The request to clean the park is coming from the company that owns it, Brookfield Office Properties, on whose behalf the chief executive wrote a two-page letter to the NYPD asking for help "to clear the Park" and to "assist" on an "ongoing basis" to keep the area safe and clean.
In the Oct. 11 letter to NYPD Commissioner Ray Kelly, Brookfield's C.E.O., Richard B. Clark, said the four-week old "trespassing of the protesters" has created "a health and public safety issue that must be addressed immediately."
One safety issue, according to Clark, is that if the "underground lighting" has been "cracked, water could infiltrate the electrical system, putting occupants of the Park at risk of an electrical hazard."
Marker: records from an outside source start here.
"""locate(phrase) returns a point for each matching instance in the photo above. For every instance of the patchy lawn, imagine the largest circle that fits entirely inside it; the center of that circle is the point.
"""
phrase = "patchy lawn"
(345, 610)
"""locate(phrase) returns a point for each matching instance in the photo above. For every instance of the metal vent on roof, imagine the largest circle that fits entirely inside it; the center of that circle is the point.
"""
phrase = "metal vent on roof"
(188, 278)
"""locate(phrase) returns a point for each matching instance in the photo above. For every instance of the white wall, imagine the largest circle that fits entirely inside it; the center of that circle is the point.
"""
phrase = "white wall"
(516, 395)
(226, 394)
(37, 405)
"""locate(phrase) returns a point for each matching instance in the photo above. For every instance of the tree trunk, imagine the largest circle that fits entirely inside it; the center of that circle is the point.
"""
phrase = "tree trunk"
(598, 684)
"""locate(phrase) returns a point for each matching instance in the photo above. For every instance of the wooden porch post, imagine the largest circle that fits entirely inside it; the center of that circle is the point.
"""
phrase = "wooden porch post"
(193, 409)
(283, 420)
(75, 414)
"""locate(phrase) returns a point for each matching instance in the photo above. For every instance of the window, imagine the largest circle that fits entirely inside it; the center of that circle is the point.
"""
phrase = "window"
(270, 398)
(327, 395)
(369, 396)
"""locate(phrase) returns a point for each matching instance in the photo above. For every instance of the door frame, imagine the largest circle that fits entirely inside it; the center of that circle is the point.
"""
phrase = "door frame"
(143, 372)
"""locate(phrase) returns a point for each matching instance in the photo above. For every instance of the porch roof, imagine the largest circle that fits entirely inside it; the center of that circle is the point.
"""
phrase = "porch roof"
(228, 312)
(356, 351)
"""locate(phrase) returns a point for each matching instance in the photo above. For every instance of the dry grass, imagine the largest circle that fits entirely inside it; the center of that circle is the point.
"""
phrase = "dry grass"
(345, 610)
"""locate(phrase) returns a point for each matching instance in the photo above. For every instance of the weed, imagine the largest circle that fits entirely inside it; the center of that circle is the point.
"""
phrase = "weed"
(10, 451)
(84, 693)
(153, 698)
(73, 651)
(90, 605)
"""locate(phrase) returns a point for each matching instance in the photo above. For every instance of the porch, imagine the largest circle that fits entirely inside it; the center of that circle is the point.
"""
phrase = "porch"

Clark also said a woman complained to the company that she had been "verbally abused in front of her 5-year-old child" and "that she had a package stolen from her as she tried to cross the Park."
"In light of this," Clark wrote, "we are again requesting the assistance of the New York City Police Department to help clear the Park so that we can undertake work at the earliest possible time. We will defer to the Department's judgement on how best to accomplish this, but the Department intervention is necessary both to ensure our ability to comply with our obligations as owners and to make the Park safe for the neighborhood and public."
After the cleanup, Clark said he would like to see "the Department assist Brookfield on an ongoing basis to ensure the safety of all those using and enjoying the Park."
The park in question is open to the public but is privately owned, meaning that it has effectively been up to Brookfield to decide how long the demonstrators would be allowed to stay there. Participants have been camped out in Zuccotti Park since Sept. 17.